On the face of it, such a purchase would be unwise, but the purchaser’s judgment on that issue would depend on the price being asked, and perhaps also the consumer’s belief as to his or her capacity to deal with the problem if something went wrong.
These were the words of a Pietermaritzburg High Court Judge, who found that while the Consumer Protection Act does provide that every consumer has the right to receive goods which are of good quality and they may return it within six months if this was not the case, there is an exception.
Judge Peter Olsen said there is a section in the Act which provides that if the consumer has been expressly informed that the goods were being offered in a certain condition, and the consumer accepted this, the consumer is not protected under the Act.

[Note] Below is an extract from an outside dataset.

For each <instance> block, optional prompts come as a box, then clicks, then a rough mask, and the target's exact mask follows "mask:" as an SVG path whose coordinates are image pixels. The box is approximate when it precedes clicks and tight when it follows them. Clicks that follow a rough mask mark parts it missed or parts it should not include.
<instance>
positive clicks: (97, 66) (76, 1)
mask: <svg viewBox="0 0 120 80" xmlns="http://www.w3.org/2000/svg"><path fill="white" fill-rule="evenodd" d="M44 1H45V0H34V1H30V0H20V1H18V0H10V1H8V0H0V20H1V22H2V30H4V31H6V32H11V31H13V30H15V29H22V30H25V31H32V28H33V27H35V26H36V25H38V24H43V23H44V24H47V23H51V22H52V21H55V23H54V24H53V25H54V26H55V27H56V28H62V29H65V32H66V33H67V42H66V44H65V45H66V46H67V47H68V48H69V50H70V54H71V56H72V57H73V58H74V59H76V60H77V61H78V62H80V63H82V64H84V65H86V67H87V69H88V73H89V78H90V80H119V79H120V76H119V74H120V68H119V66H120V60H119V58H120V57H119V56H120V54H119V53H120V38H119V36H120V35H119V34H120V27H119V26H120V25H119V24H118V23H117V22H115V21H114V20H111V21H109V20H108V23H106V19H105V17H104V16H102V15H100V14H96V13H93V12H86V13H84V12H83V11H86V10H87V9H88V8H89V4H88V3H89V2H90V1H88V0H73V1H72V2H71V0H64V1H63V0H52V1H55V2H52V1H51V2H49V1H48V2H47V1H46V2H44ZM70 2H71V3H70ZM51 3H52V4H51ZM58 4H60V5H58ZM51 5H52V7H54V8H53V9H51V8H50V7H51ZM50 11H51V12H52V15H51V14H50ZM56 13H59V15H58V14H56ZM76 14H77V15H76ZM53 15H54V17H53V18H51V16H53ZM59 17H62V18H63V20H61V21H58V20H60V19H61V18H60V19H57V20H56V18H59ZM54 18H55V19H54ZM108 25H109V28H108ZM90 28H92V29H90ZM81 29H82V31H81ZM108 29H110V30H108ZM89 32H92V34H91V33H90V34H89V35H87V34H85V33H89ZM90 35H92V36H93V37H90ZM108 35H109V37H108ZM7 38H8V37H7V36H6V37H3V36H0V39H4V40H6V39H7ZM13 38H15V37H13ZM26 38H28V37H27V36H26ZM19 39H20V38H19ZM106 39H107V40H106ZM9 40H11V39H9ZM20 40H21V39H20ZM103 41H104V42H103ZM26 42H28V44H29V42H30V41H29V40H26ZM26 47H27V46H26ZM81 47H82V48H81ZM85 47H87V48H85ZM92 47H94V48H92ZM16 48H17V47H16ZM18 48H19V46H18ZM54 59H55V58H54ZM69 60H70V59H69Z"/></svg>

His comments followed an appeal by a Pinetown car dealership - MMA Dealership - after the magistrates’ court ordered it to pay R23,750 for the repairs of a vehicle which broke down about 40 kilometres away as the new owner, Winston Fayers, drove it home.
The lower courts’ order was made after Fayers turned to court to be reimbursed for fixing the vehicle. He relied on the provisions of the Consumer Protection Act for his claim which permits the consumer to return goods to a supplier within six months after delivery if the goods fail to satisfy the requirements and standards contemplated in the Act.
Fayers earlier responded to an advertisement on the internet offering a Jeep Grand Cherokee vehicle for sale. Liking what he saw, he bought the vehicle in cash. While he lived in Durban, he worked in Secunda and planned to drive it back to Secunda.
According to him, when he got to Hammersdale, the car stopped and he was unable to restart it. According to the salesman, the vehicle was sold “as is” as the dealership had bought it at an auction without warranties, and had not yet had an opportunity to put it through a roadworthiness test.
If the plaintiff wanted to take the vehicle there and then, he would have to attend to the certificate of roadworthiness himself, the dealership said. The front page of the contract between them clearly stipulated “sold as a non-runner car" and sold “as is”. Fayers had obtained a quote for R23,750 from a mechanic to repair the vehicle, but he did not accept this and in the end, his brother repaired it.
Fayers also told the court that when he had signed the contract, he never saw the “as is” clause. He said he believed the vehicle to be in working order. According to Fayers, he test drove the vehicle before he bought it and it ran perfectly. He questioned why he would buy a “non-runner".
But the court found that he bought the vehicle at a low price and he knew what it would mean to buy a car as a “non-runner”, as this was clear on the contract, even though it was capable of being driven and tested. The court subsequently upheld the appeal.